In 1979, a previously-unknown manuscript was unearthed in the library of Winchester College, one of the top-performing public schools in Britain. The school's valuable library had not been catalogued since the nineteenth century, and even then the job had been done incompetently, by Ronald Busby (a descendant of Westminster's famous headmaster), an elderly Anglican master more interested in undressed adolescent bottoms than in the serious business of putting a historic collection to order.

It was therefore left to Peter Hithersay, a jobbing Moberly's boy under the supervision of the Under Master, to discover the text one afternoon—a printed pamphlet inserted into a 1714 Works of Shakespeare (ed. Rowe), containing what appeared to be a parody or burlesque of The Merchant of Venice. The text was close to the 1600 Quarto, and yet certain passages had been transpos'd, words replac'd with bawdier equivalents, and the whole abridg'd by almost thirtie per Cent. One of the most hilarious and disturbing aspects of this version was its author's suggestion that Shylock could barely contain his sexual desire for his daughter Jessica. The most controversial passage—and the one which no doubt got Hithersay his reputation among the other lads—is the following, from Act 2 Scene 5 (I reproduce from ECCO, which to its credit finally uploaded the pamphlet last year, though it remains hard to find):

It must have been thought particularly ribald in 1714 to give Shylock over to the excesses of Yiddish!

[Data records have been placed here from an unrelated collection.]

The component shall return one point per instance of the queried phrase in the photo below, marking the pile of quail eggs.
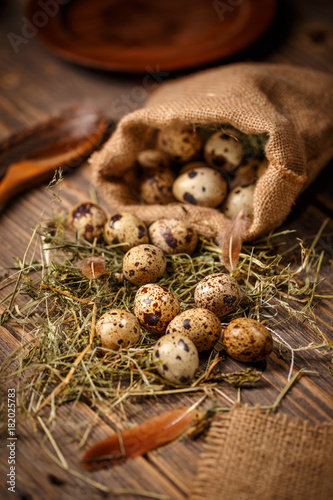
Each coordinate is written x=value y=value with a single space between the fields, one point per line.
x=188 y=165
x=180 y=336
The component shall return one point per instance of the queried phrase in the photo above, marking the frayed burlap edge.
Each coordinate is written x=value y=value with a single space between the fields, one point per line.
x=250 y=454
x=289 y=104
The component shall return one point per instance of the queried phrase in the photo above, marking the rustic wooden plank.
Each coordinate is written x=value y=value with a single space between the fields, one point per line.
x=35 y=85
x=68 y=430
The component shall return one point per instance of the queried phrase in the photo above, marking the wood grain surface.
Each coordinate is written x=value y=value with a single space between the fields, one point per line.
x=34 y=85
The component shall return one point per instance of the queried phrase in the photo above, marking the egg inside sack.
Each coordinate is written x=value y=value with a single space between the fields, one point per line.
x=219 y=293
x=201 y=326
x=155 y=306
x=201 y=186
x=239 y=199
x=125 y=229
x=87 y=219
x=181 y=143
x=176 y=358
x=156 y=186
x=118 y=328
x=153 y=158
x=173 y=236
x=247 y=340
x=223 y=151
x=144 y=264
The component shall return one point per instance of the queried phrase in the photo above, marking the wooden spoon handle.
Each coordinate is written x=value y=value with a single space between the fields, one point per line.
x=40 y=167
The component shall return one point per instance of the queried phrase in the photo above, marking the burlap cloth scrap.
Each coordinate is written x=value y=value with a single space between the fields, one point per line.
x=292 y=105
x=252 y=455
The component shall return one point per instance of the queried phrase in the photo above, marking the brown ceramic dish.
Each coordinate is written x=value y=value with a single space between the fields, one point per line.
x=151 y=35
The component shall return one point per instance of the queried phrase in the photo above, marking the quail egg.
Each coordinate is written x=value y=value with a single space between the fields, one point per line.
x=247 y=340
x=219 y=293
x=245 y=174
x=223 y=151
x=201 y=326
x=181 y=143
x=155 y=306
x=173 y=236
x=176 y=358
x=262 y=168
x=126 y=229
x=87 y=220
x=201 y=186
x=144 y=264
x=153 y=158
x=156 y=186
x=118 y=328
x=191 y=165
x=240 y=198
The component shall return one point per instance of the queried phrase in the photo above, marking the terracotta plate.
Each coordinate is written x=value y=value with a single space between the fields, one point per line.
x=143 y=35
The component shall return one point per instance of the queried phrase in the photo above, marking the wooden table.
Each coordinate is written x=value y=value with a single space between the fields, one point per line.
x=34 y=85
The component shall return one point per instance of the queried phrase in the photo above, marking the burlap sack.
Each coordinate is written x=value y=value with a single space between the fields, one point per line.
x=251 y=455
x=293 y=105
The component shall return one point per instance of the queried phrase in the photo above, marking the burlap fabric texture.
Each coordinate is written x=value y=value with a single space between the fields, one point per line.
x=292 y=105
x=252 y=455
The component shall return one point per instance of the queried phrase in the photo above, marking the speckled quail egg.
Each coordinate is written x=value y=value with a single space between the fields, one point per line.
x=144 y=264
x=118 y=328
x=125 y=228
x=153 y=158
x=87 y=220
x=201 y=326
x=240 y=198
x=219 y=293
x=247 y=340
x=201 y=186
x=155 y=306
x=191 y=165
x=176 y=358
x=246 y=174
x=156 y=186
x=173 y=236
x=182 y=143
x=223 y=151
x=262 y=168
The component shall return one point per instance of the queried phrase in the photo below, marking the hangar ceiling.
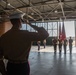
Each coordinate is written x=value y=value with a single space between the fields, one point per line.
x=40 y=10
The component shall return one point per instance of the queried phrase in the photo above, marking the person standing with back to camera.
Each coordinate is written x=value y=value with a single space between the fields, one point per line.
x=15 y=45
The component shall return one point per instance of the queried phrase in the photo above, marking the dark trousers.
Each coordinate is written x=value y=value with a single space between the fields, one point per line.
x=18 y=68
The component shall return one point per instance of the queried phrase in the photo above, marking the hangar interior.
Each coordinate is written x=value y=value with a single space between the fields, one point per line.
x=46 y=13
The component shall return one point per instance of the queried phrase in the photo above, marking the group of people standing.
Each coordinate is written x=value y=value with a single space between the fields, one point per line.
x=61 y=42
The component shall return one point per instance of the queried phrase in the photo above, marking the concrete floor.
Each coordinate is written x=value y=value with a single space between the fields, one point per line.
x=45 y=62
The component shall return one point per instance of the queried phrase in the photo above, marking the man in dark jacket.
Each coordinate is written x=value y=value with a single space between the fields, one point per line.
x=16 y=45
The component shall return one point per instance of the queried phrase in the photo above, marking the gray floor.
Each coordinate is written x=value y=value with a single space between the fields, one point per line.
x=45 y=62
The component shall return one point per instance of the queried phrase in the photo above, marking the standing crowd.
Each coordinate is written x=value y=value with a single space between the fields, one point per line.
x=63 y=43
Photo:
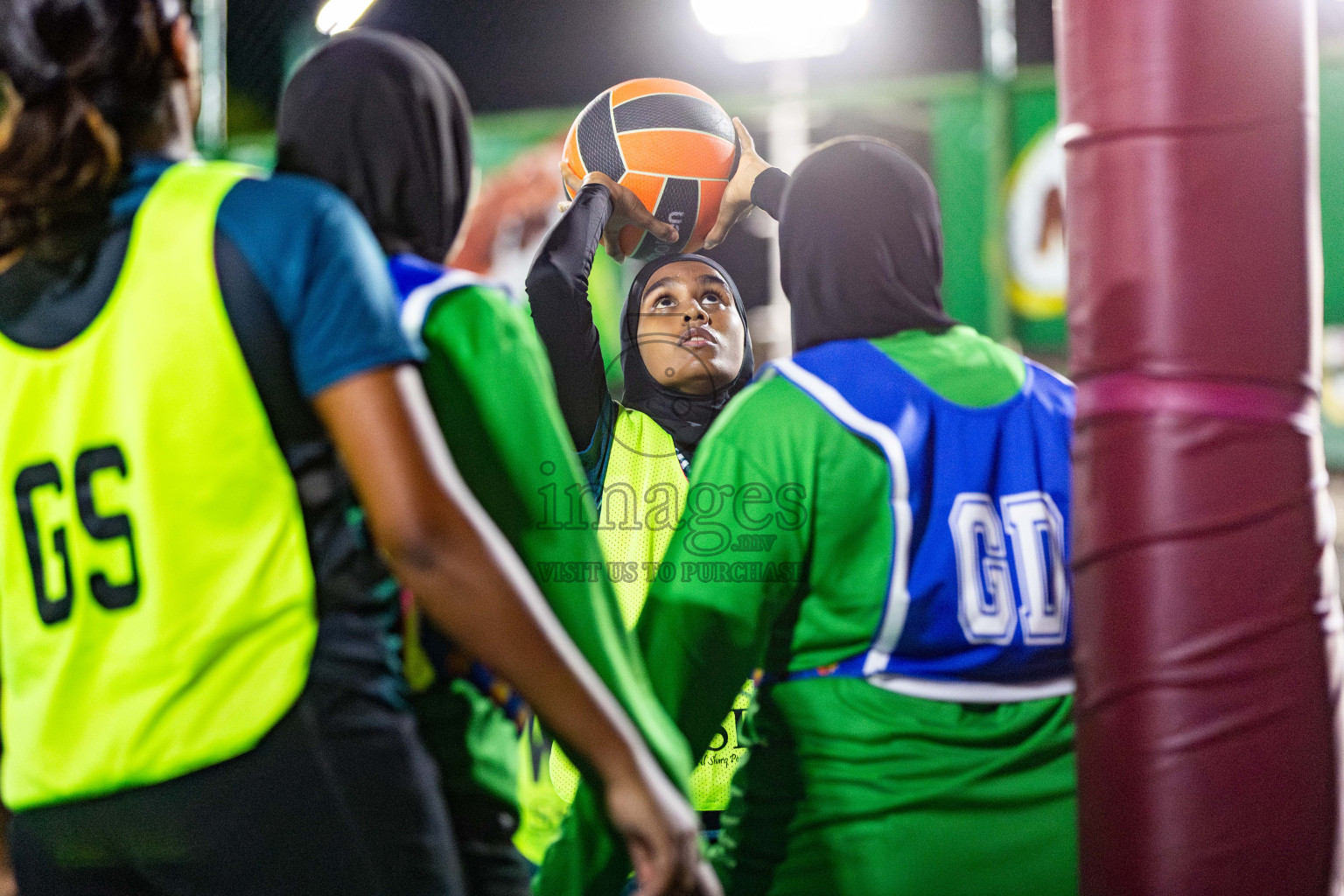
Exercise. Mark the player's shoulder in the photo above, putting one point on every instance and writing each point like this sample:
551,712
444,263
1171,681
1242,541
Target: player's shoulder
1053,389
770,407
284,203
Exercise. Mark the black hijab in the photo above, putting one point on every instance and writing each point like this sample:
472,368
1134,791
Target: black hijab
683,416
385,120
860,245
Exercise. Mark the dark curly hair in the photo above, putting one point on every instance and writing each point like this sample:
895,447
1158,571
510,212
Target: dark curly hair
80,80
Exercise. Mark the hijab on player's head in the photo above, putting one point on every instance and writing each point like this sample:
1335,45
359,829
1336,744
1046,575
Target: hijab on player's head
860,245
385,120
683,414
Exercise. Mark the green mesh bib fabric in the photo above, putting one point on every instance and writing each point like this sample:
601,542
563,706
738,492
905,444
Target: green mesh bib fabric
642,496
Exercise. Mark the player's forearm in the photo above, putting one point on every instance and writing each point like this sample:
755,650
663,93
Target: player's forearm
480,594
556,290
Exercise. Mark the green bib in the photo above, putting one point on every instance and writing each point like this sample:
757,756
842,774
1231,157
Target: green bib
158,610
642,496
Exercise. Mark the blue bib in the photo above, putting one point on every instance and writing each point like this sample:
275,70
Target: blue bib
978,599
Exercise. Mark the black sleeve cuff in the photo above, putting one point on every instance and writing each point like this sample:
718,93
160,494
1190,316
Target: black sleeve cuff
767,191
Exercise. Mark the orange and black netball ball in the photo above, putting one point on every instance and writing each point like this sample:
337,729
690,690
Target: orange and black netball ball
671,144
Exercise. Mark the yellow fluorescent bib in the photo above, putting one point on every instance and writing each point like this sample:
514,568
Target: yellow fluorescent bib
156,594
642,496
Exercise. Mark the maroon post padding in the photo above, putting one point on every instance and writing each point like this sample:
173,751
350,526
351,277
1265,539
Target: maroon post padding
1203,574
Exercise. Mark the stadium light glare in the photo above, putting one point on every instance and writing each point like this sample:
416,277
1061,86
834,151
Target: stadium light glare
772,30
340,15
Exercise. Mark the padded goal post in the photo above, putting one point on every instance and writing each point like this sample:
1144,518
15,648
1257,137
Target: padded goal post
1206,592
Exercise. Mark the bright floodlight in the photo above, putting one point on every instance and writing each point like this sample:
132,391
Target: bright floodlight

The plot, however, thickened—for the renowned scholar E. A. J. Honigmann would notice, just two years later, the similarity of this bizarre text, never found in any previous edition, to the scrappy marginalia on an edition of the Quarto, now at the British Library, in a hand he identified with the 'Hand D' of the famous MS Harley 7368 of Sir Thomas More—a hand widely attributed since 1923 to the Bard himself. The connection was quite apparent; for instance, beside the final word ('girl') in the original of the sixth line quoted here was scrawled a list of 'alternatives'—goose, coun, bitch, hare. . . and piece, which Eric Partridge (Shakespeare's Bawdy) gives as a Shakespearean abbreviation for 'piece of flesh', used pejoratively of a young woman. The marginalia also experimented with Yiddishisms, although this particular example is not among them. So what, we might ask, was the significance of this scribbled jesting?

Honigmann conjectured that the printed 1714 text was the unique surviving copy of a closet libertine publication from the late 17th century, deriving originally from humorous notes that Shakespeare and his company added to one member's Quarto. The evidence supported Honigmann's disbelief in the common conception of Shakespeare as a playwright uninterested in the printed texts of his plays. The Bard, he argued, was sufficiently concerned with the reception of his written words to circulate a coterie publication of his 'obscene' Merchant. Naturally, the established Shakespeare authorities rubbished Hithersay's discovery as a forgery, and dismissed Honigmann's conclusions, with the same contempt doled out to Don Foster for his attribution of the infamous 'Funeral Elegy'. A racy account of the controversy is, in fact, one of the many amusing anecdotes in Ron Rosenbaum's recent bestseller, The Shakespeare Wars.

But in his 2004 book, Shakespeare as a Literary Dramatist, Lukas Erne, who follows Honigmann in regarding Shakespeare as a canny manipulator of the printed page, provides further evidence for the history. In 1597, a year before the first performance of Merchant, Philip Henslowe recorded seeing a comedy about a pederastic Jew filled with 'straunge canting Dutch termes'. Erne speculates that in late 1599, when Merchant no longer had any staging value, it was submitted for publication; Shakespeare recalled the comedy that Henslowe had witnessed, and which had comprised a minor source for his own play, and revised his own copy as a dirty joke for his theatrical associates. Thanks to the undercurrent of Restoration humour that produced John Wilmot and Thomas Urquhart, the joke retained its currency—not an aspect of the Bard's personality that had much mainstream popularity in the centuries to follow. But as Peter Hithersay proved so recently, Charles Dodd was more right than even he knew, when in 1752 he wrote of Shakespeare that 'all humours, ages, and inclinations, jointly proclaim their approbation and esteem of him.'


Otto van Karajanstein said...

Conrad, another intellectual triumph!

I look forward to this post making its way into many a high school/undergraduate paper!

Coincidentally, our own Hart House theatre will stage this raunchy version next year, in an effort to halt declining ticket sales.

I'm also surprised you managed to scoop the Valve on this - and you don't even like Shakespeare.

Pedro Eduardo said...

That's one bit of shakespeareana I didn't know. Regardless, I just remembered you haven't written your post on Fulcanelli yet; that should be something.

Conrad H. Roth said...

Yes, Otto, you must write a review of the Hart House production for us: a unique opportunity. Pedro: look forward to Fulcanelli in June.